Sarah Crider, at right in this family photo, was 14 when she died in a state psychiatric hospital.
Alone in the darkness of a state mental hospital, Sarah Crider, 14, lay slowly dying.
She complained of stomach pain at 4:30 p.m. She vomited about 8:30. When the only physician on call at Georgia Regional Hospital/Atlanta came at 9:20, Sarah had vomited again, but the doctor did not examine her, medical records suggest. She threw up around midnight and once more about 2 a.m., this time a bloody substance that resembled coffee grounds. But hospital workers did not enter Sarah's room again until 6:15 a.m. By then, it was too late.

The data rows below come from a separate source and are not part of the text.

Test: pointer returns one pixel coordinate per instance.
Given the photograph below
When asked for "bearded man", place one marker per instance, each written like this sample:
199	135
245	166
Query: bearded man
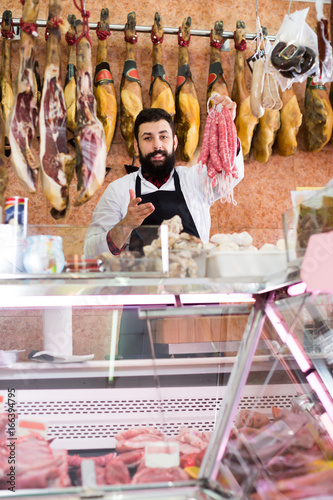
157	192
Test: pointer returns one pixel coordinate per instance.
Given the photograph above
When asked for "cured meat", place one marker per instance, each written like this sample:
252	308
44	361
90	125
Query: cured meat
6	86
265	135
159	475
219	148
116	472
187	103
89	133
103	82
290	121
3	170
318	116
160	92
130	87
22	122
56	164
216	80
245	121
70	82
257	87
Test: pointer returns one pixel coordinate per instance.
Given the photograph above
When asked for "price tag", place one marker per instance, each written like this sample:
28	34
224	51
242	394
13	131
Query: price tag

A few hours later, two hospital employees drove to Cobb County to tell Joyce Dobson, Sarah's grandmother. Dobson adored Sarah for all her complexities: artistic but troubled, challenging but comic. Now she could think only of two nights earlier, when she had last visited Sarah and heard another patient's haunting scream.
“I hope nobody killed her,” Dobson blurted out.
This story, published in The Atlanta Journal-Constitution in January 2007, set in motion a sweeping reform of how Georgia serves people with mental illness and developmental disabilities.
But, despite a federal investigation, millions of dollars in new state spending, a judge’s oversight and the best efforts of advocacy groups, Georgia still hasn’t completed its promised overhaul of state hospitals and community-based services, the Journal-Constitution has found.
A recent report by a court-appointed reviewer said the state must “act with urgency” to meet two important deadlines. The state has until the end of June 2018 to move all people with developmental disabilities out of state hospitals and to provide housing to 9,000 people with serious, persistent mental illness.
State officials insist they are working at a “reasonable” pace. But at that pace, it could take another 10 years to complete the transfer of developmentally disabled patients to community settings.
At the same time, officials are investigating numerous deaths in community treatment, including about five dozen apparent suicides.
Back in 2006, Sarah Crider died from a severe intestinal blockage that stretched her colon almost to the point of bursting. At the state hospital, her condition went undiagnosed and untreated.
Sarah was buried in a sprawling cemetery in Marietta. At her graveside service, her classmates held red, heart-shaped balloons, and one child read aloud, “Sarah, you’re my best friend, and I’m going to miss you.”
That was Feb. 16, 2006. Now, with reforms to the system that killed her still unfinished, Sarah would be 25 years old.